Ao longo das últimas décadas, o Brasil empreendeu importantes avanços de natureza institucional no aperfeiçoamento da mobilidade urbana de pessoas, de modo que o país dispõe de um moderno ordenamento jurídico que disciplina não apenas o planejamento, mas também a execução de políticas públicas no setor.

No entanto, uma mudança mais profunda da estrutura e organização das cidades brasileiras, deve caminhar paralelamente ao desenvolvimento de um sistema de transportes de pessoas, capaz de encurtar o tempo de deslocamento, prover menor desgaste as(os) usuárias(os) e integrar os diversos modais de transporte urbano de pessoas, de forma a não penalizar aquelas(es) que, por falta de alternativas econômicas, viram-se forçadas(os) a residir distantes dos centros de serviços, empregos, escolas ou outros locais que necessita-se deslocar.

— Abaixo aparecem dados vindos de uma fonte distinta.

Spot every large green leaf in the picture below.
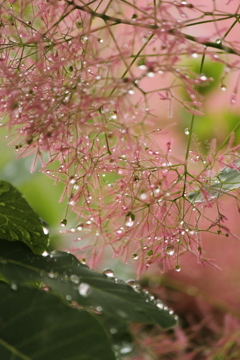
[0,181,48,254]
[0,240,176,328]
[0,283,115,360]
[188,162,240,203]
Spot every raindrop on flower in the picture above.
[126,280,142,293]
[139,192,147,200]
[166,245,175,256]
[78,283,91,297]
[70,274,79,284]
[60,219,67,227]
[48,271,55,279]
[103,269,114,278]
[10,283,17,290]
[174,264,181,272]
[156,299,164,309]
[200,74,207,81]
[77,224,83,231]
[132,253,138,260]
[69,176,76,184]
[119,343,133,355]
[125,212,135,227]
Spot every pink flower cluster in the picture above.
[0,0,239,271]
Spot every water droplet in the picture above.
[69,176,76,184]
[147,71,155,78]
[77,224,83,231]
[199,74,207,81]
[70,274,79,284]
[60,219,67,227]
[48,271,55,279]
[125,212,135,227]
[10,283,17,290]
[78,283,91,297]
[43,226,49,235]
[126,279,142,293]
[119,343,133,355]
[103,269,114,278]
[117,310,128,319]
[192,53,198,59]
[174,264,181,272]
[156,299,164,310]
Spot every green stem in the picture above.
[0,339,31,360]
[67,1,240,55]
[216,120,240,152]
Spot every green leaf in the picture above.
[0,240,176,328]
[0,283,115,360]
[188,162,240,203]
[0,181,48,254]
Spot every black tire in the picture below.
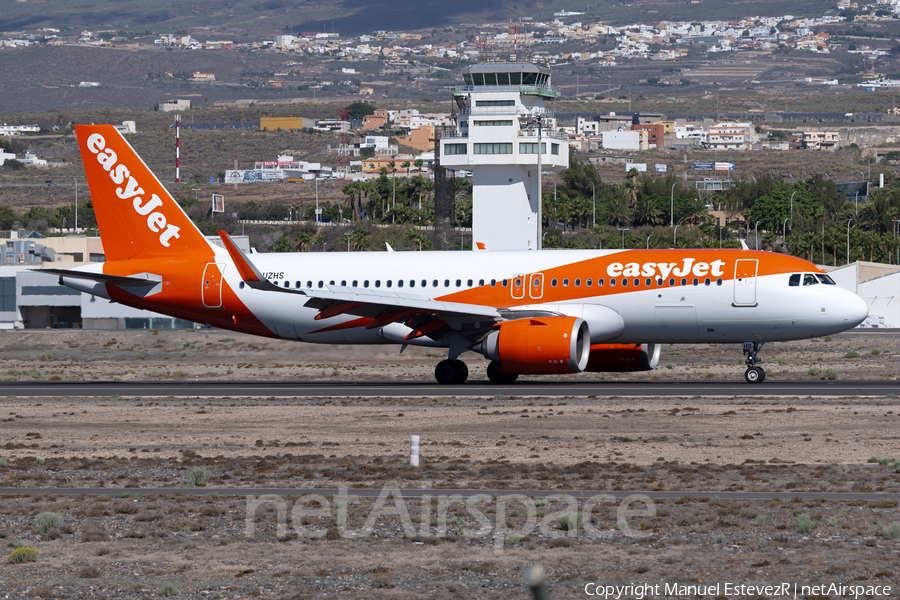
[434,360,459,385]
[487,360,519,384]
[744,367,766,383]
[453,360,469,384]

Nos últimos 15 anos o país priorizou o transporte privado de pessoas

Os dados analisados pelo estudo mostram que o preço da gasolina é um balizador da escolha modal de transporte de pessoas. Nos últimos 15 anos, excluindo o período mais recente, o aumento do preço da gasolina foi inferior ao aumento das tarifas de transporte público coletivo, o que, na prática, sinaliza um barateamento relativo das viagens com transporte privado em detrimento das viagens com meios de transporte públicos.

Home office após a pandemia de covid-19 reduziu a demanda no transporte urbano de pessoas

O estudo aponta também que mudanças significativas nos padrões de deslocamento urbano estão em andamento, particularmente com o aumento do trabalho sob a forma de home office e do comércio digital – processo que foi acelerado com a pandemia de covid-19 –, e do advento do transporte por aplicativo (uber, 99, entre outros) – ainda não captado em sua magnitude por boa parte das pesquisas de transporte urbano de pessoas.

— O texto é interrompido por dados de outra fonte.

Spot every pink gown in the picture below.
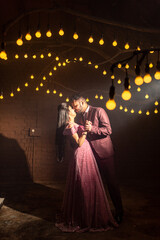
[56,124,118,232]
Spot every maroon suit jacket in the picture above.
[77,106,114,159]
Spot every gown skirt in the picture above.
[56,124,118,232]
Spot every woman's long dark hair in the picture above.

Nas duas maiores metrópoles brasileiras, por exemplo, a demanda por transportes coletivos ainda se encontra bastante abaixo ao último ano pré-pandemia: em São Paulo, as viagens de metrô e de ônibus em 2022 estão cerca de 25% abaixo dos níveis de 2019; no Rio de Janeiro, a queda da demanda por metrô é de mais de 30% e a de ônibus, da ordem de 15%.

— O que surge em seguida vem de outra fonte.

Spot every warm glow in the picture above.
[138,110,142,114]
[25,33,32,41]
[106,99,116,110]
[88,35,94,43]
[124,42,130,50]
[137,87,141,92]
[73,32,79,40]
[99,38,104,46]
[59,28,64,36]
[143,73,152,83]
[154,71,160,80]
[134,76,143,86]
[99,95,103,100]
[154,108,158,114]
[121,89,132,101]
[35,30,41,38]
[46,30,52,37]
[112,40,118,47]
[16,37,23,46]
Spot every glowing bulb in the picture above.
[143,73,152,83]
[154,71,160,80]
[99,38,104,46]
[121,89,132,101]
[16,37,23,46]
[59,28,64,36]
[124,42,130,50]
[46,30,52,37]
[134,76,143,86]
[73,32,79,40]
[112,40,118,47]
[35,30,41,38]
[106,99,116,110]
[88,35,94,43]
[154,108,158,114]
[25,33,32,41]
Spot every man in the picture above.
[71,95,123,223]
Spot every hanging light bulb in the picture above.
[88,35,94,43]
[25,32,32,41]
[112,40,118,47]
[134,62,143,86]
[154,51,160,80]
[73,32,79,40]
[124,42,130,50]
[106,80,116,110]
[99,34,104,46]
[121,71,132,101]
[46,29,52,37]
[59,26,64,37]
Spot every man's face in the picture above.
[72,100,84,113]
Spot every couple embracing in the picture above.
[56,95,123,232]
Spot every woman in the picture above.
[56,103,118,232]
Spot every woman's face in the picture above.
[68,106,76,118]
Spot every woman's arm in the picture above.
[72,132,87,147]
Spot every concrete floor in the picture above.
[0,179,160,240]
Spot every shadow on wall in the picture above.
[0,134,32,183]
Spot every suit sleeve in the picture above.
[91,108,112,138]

Algumas sugestões para melhoria, ampliação e modernização dos sistemas de mobilidade urbana de pessoas nas capitais e cidades maiores de 250 mil habitantes:

  • Assegurar instrumentos mais efetivos para a modernização dos sistemas de mobilidade, com o planejamento, aperfeiçoamento institucional e de governança no âmbito dos municípios, e implantar lei municipal como ferramenta de efetivação dos planos de mobilidade;
  • Dotar as regiões metropolitanas de estruturas de governança mais efetivas e práticas, transferindo as atribuições da gestão da mobilidade urbana de pessoas para uma secretaria ou instituição de natureza metropolitana voltada exclusivamente à mobilidade; 
  • Viabilizar fontes para o financiamento de investimentos de infra-estrutura de mobilidade urbana, estimados para as 15 maiores regiões metropolitanas em torno de R$ 295 bilhões até 2042. Nesse sentido, é importante ampliar o número de Parcerias Público-Privadas em um modelo de PPP que agrupe o planejamento,  a construção do sistema de transporte urbano de pessoas, operação e manutenção, em contratos de concessão de duração relativamente longas (em torno de 30 anos ou mais); 
  • Ampliar as fontes de financiamento para investimentos em mobilidade, inclusive pela criação de “fundos de equilíbrio econômico-financeiro das operadoras de transporte coletivo”, administrados em âmbito das regiões metropolitanas e alimentando com recursos arrecadados de receitas não tarifárias diversas, proporcional aos municípios que compõem a metrópole.